CRADLE, an Android-based and iOS application, examines existing photographs on the user’s device and as such would not be effective as a community-based screening tool. Another iOS-based application, MDEyeCare, was assessed in a small study of 28 patients; it requires relatively standard conditions for photographs, which may be difficult to achieve in a clinical setting. EyeScreen is an improvement because it addresses the limitations of the other 2 Android applications.

In this study, in a resource-limited setting and under varied clinical conditions, we demonstrated the potential of the EyeScreen application. The performance of the application also likely will continue to improve as additional photographs and populations are added into the training dataset. In addition to the use of low-cost smartphones, the use of low-resource-demand machine learning technology allowed EyeScreen to serve as a proof of concept that may develop into an effective tool as soon as sensitivity is increased further with additional data and the application is tested in multiple settings and populations. Currently, because of the rarity of retinoblastoma, false-positive findings would exceed true-positives greatly. The sensitivity of EyeScreen remains too low in its current form to be deployed for use in screening for a disease in which false-negative findings have such dire consequences. We have taken care to develop EyeScreen in a population subject to typical increased difficulty in screening. Children with darker fundus pigmentation may have abnormal reflex testing results because an increased amount of melanin pigment can give a duller red reflex. Factors that change the appearance of normal eyes can affect model performance, and we wanted to ensure that our input data were from this patient base from the outset to account for these variations.

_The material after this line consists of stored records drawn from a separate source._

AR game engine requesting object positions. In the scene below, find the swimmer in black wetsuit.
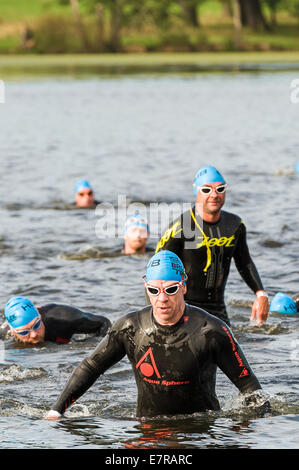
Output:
[156,166,269,325]
[0,297,111,344]
[46,251,265,419]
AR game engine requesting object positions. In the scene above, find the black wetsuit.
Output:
[156,207,263,324]
[52,304,261,416]
[293,293,299,312]
[3,303,111,343]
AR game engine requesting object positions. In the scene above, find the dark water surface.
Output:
[0,72,299,449]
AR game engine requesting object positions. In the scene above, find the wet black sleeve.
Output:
[51,322,126,414]
[211,322,262,393]
[234,223,264,293]
[293,293,299,312]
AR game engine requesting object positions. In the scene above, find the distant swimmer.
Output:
[269,292,299,315]
[75,179,99,208]
[156,166,269,325]
[0,297,111,344]
[46,251,270,419]
[123,214,149,255]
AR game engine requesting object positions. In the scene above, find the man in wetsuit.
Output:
[46,251,265,419]
[156,166,269,325]
[75,179,99,208]
[123,214,149,255]
[0,297,111,344]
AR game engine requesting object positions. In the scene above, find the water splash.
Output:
[0,364,47,383]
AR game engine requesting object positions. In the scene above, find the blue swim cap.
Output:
[269,292,298,315]
[193,165,226,196]
[4,297,39,328]
[145,250,187,282]
[125,214,149,233]
[75,180,92,194]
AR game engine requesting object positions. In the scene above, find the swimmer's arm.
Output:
[234,224,269,325]
[234,224,264,293]
[40,304,111,338]
[46,324,126,419]
[212,322,270,413]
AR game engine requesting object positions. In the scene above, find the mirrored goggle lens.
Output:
[147,284,180,295]
[15,320,41,336]
[199,184,226,194]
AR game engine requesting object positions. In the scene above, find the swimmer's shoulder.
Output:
[110,305,152,334]
[184,303,229,334]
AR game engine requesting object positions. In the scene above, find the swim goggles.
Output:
[144,273,188,297]
[12,316,41,336]
[78,190,93,197]
[198,184,227,195]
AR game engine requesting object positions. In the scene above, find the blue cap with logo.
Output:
[269,292,298,315]
[75,180,92,194]
[145,250,187,282]
[4,297,39,328]
[193,165,226,196]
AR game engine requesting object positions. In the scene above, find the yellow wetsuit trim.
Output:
[190,207,212,272]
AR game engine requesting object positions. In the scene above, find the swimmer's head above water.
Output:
[123,214,149,255]
[143,250,187,326]
[4,297,45,344]
[75,179,95,207]
[193,165,227,223]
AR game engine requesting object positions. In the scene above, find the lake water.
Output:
[0,64,299,450]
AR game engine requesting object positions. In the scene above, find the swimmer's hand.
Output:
[243,390,272,417]
[45,410,62,421]
[250,291,269,326]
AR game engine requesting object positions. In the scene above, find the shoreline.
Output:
[0,51,299,78]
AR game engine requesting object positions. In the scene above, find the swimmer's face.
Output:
[75,188,94,207]
[11,317,45,344]
[125,226,148,253]
[147,281,187,325]
[196,182,225,215]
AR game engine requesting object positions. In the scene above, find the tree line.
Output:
[56,0,299,51]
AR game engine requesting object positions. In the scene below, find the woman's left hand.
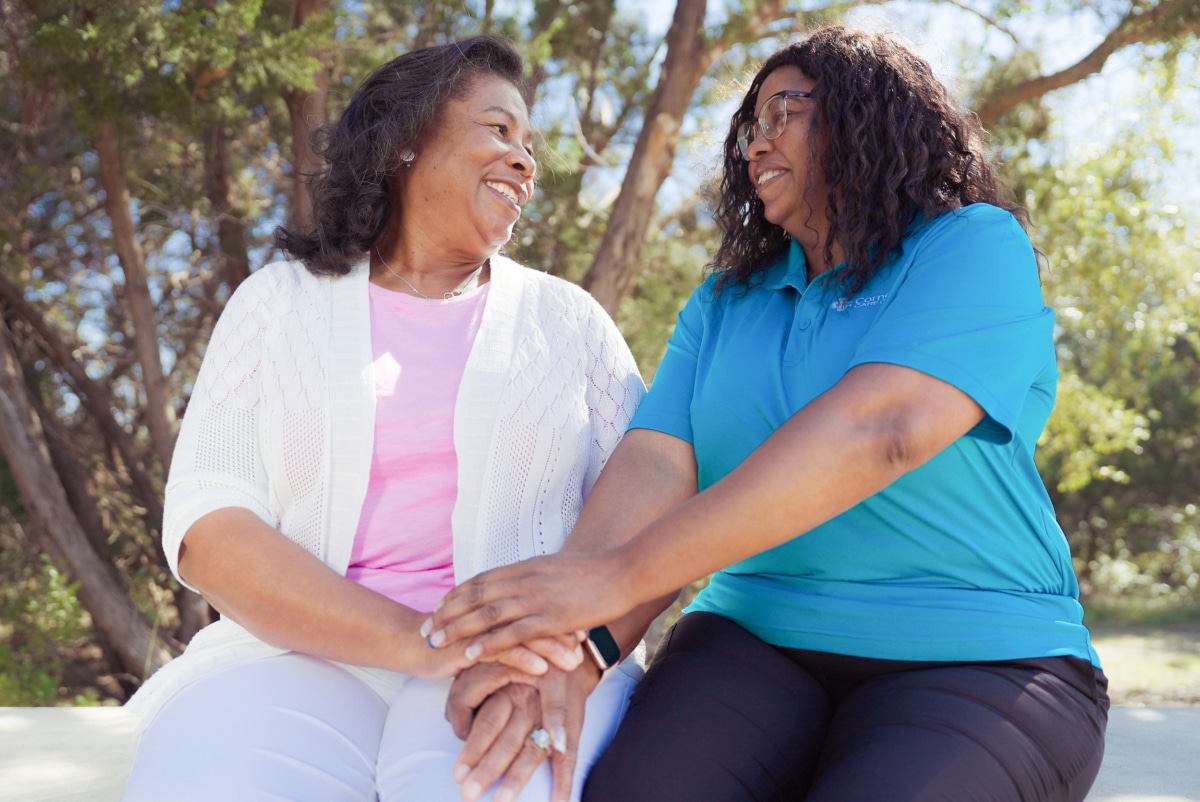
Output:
[446,664,599,802]
[421,550,641,671]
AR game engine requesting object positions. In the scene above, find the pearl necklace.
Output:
[376,249,487,300]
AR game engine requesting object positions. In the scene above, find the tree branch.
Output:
[978,0,1200,128]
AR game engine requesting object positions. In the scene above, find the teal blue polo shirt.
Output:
[630,204,1099,665]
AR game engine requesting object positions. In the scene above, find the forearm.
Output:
[611,365,983,604]
[179,508,432,671]
[563,429,696,656]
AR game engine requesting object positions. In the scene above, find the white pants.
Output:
[124,653,636,802]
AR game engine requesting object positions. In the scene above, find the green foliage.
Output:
[1012,61,1200,604]
[0,552,95,707]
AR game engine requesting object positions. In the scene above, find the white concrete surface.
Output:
[1087,707,1200,802]
[0,707,138,802]
[0,707,1200,802]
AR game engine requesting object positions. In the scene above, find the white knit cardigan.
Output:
[128,257,646,725]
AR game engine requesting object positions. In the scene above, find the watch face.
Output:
[587,627,620,669]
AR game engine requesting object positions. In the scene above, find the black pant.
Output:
[583,612,1109,802]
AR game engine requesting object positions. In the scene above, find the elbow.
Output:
[872,411,934,479]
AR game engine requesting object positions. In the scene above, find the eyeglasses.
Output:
[738,89,812,161]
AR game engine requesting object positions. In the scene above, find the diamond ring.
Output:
[529,726,550,749]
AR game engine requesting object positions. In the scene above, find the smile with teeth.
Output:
[484,181,521,205]
[758,169,787,186]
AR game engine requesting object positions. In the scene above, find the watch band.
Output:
[583,627,620,672]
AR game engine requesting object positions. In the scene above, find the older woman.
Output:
[125,37,643,802]
[426,26,1108,802]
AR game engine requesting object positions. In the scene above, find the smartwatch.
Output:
[583,627,620,674]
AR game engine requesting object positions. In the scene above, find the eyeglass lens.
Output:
[738,92,811,161]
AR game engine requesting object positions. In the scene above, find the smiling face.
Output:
[746,65,828,256]
[397,73,535,264]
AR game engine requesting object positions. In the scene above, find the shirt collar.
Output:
[762,239,809,293]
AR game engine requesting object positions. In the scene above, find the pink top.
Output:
[346,283,491,612]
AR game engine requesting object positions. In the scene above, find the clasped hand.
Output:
[446,663,600,802]
[421,550,636,671]
[432,552,628,802]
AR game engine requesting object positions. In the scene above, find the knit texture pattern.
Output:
[128,257,646,726]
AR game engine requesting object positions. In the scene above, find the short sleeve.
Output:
[629,279,712,443]
[850,204,1055,443]
[583,295,646,493]
[162,269,280,589]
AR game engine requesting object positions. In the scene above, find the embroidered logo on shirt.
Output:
[829,294,888,312]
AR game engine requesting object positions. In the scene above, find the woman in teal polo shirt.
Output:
[428,26,1108,802]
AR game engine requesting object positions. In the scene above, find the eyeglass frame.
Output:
[737,89,812,161]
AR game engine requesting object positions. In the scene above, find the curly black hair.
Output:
[275,36,530,276]
[709,25,1030,294]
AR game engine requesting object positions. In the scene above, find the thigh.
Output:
[808,664,1108,802]
[584,612,829,802]
[377,670,637,802]
[124,653,386,802]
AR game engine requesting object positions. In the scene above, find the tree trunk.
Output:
[582,0,724,316]
[0,275,162,521]
[283,0,329,228]
[204,125,250,292]
[582,0,803,316]
[96,122,176,473]
[0,319,173,677]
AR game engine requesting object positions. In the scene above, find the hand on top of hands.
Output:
[421,551,637,671]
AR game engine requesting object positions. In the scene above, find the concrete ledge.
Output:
[0,707,138,802]
[0,707,1200,802]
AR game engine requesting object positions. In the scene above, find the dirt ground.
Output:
[1091,624,1200,707]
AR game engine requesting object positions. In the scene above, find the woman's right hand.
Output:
[421,550,646,671]
[446,662,600,802]
[409,635,583,680]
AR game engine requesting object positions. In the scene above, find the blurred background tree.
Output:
[0,0,1200,704]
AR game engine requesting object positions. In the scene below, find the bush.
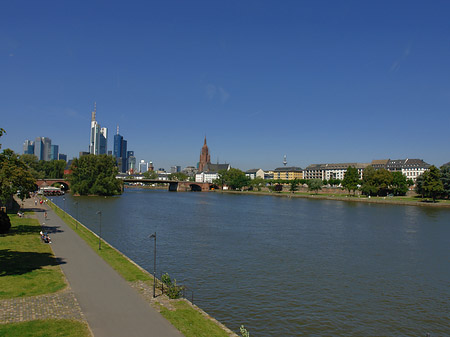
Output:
[0,211,11,234]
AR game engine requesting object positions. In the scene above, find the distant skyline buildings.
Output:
[89,102,108,154]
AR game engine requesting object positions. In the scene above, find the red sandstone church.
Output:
[195,136,231,183]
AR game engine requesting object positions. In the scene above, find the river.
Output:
[53,189,450,337]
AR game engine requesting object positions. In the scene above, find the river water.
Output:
[53,189,450,337]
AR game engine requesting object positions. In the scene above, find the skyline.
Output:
[0,1,450,170]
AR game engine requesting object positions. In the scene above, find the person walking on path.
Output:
[29,197,183,337]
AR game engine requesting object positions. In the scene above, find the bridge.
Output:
[36,178,70,191]
[122,178,217,192]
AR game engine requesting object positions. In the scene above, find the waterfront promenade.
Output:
[24,199,183,337]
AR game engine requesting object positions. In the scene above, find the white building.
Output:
[245,169,265,180]
[195,172,219,184]
[303,163,369,180]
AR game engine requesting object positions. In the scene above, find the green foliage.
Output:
[169,172,188,181]
[306,179,323,193]
[441,165,450,199]
[239,325,250,337]
[0,149,36,204]
[0,214,66,298]
[391,172,408,196]
[161,273,184,299]
[216,168,250,190]
[69,154,122,196]
[250,177,266,191]
[142,171,158,179]
[0,319,92,337]
[421,165,444,201]
[20,154,67,179]
[342,166,360,194]
[289,179,300,193]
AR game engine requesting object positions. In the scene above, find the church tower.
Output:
[198,136,211,172]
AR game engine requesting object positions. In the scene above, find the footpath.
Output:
[24,199,183,337]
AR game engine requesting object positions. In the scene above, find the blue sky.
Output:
[0,1,450,169]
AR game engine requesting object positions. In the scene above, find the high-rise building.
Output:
[50,145,59,160]
[139,159,148,173]
[34,137,52,161]
[127,151,136,172]
[114,126,128,172]
[23,139,34,154]
[198,136,211,172]
[89,103,108,154]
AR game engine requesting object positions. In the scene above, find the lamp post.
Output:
[97,211,102,250]
[149,232,156,298]
[74,201,78,229]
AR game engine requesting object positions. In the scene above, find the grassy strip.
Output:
[48,201,236,337]
[48,201,153,285]
[0,214,67,298]
[161,301,229,337]
[0,319,91,337]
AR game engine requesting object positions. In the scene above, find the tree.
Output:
[250,177,266,191]
[422,165,444,202]
[373,169,392,196]
[441,165,450,199]
[306,179,323,194]
[289,179,300,193]
[342,166,359,194]
[391,172,408,195]
[361,165,378,196]
[69,154,122,196]
[142,171,158,179]
[218,168,250,190]
[0,149,36,205]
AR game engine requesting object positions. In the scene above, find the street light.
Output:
[74,201,78,229]
[97,211,102,250]
[149,232,156,298]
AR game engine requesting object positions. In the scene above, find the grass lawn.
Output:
[48,201,236,337]
[0,214,66,298]
[161,301,229,337]
[0,319,91,337]
[48,201,153,285]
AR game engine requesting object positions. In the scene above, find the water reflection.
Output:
[51,190,450,336]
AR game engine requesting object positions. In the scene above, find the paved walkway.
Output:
[25,200,183,337]
[0,287,86,324]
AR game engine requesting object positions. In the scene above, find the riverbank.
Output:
[214,190,450,208]
[49,201,237,337]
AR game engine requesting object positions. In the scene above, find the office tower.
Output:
[89,103,108,154]
[127,151,136,172]
[34,137,52,161]
[139,159,148,173]
[114,126,128,172]
[50,145,59,160]
[23,139,34,154]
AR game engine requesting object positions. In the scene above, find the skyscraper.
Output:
[89,103,108,154]
[34,137,52,161]
[114,126,128,172]
[50,145,59,160]
[23,139,34,154]
[198,136,211,172]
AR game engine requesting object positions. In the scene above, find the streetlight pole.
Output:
[149,232,156,298]
[97,211,102,250]
[74,201,78,229]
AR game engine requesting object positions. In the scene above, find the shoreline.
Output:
[213,190,450,208]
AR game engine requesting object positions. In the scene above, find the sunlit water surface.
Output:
[53,189,450,336]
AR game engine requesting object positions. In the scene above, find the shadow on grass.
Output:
[0,249,66,277]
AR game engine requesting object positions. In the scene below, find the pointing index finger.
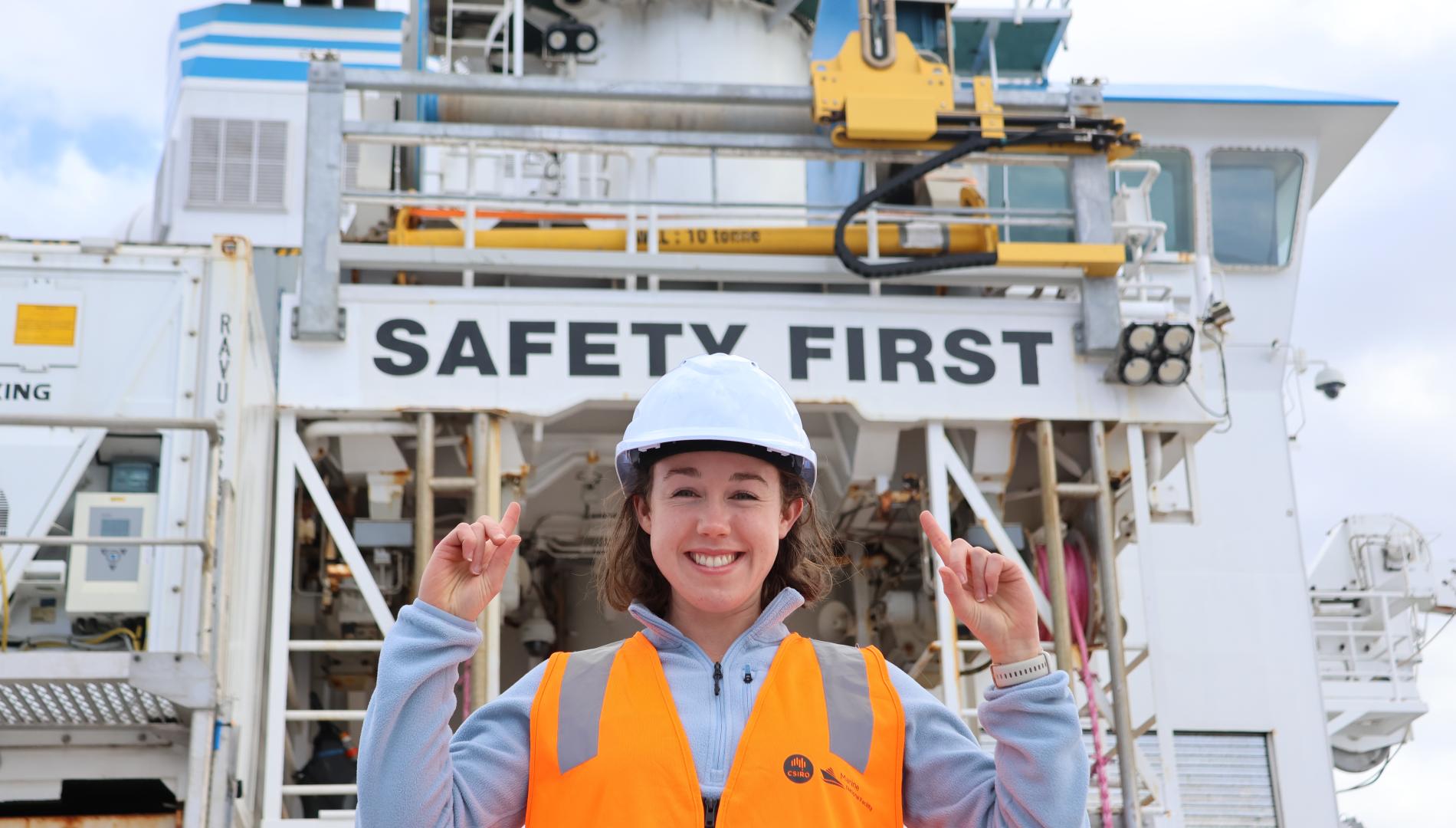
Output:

One limitation of our study thus far is that the patient photographs came from a single population in Addis Ababa, Ethiopia, and further development may benefit from the inclusion of additional populations. Another important limitation to note is that this study represents an early-stage proof of concept, and further validation and examination of the model is necessary before implementation in clinical care. Because of the small number of patients with positive results, cross-validation and confidence estimates were not completed; however, this study demonstrated that the EyeScreen application, with its low-cost, efficient technologies, shows promise in developing into an effective tool in a resource-limited setting with further study.

Current community-based screening protocols have poor sensitivity or require training and do not reach many of the most vulnerable populations. Further development of effective, free, and simple-to-use applications like EyeScreen could allow increased screening of the populations in community-based settings, allowing earlier referral and treatment. Pediatric screening programs vary widely among countries. This application has its ideal use in settings that already perform community-based screening and intervention, such as childhood vaccination campaigns, and if targeted toward the minimally trained community health worker.

In this study, we explored the feasibility of a low-cost, low-input, end-to-end system using transfer learning algorithms to provide diagnosis of a key presentation of retinoblastoma. Work is ongoing to allow detection of additional ocular pathologic features within the application and to increase its performance for further studies.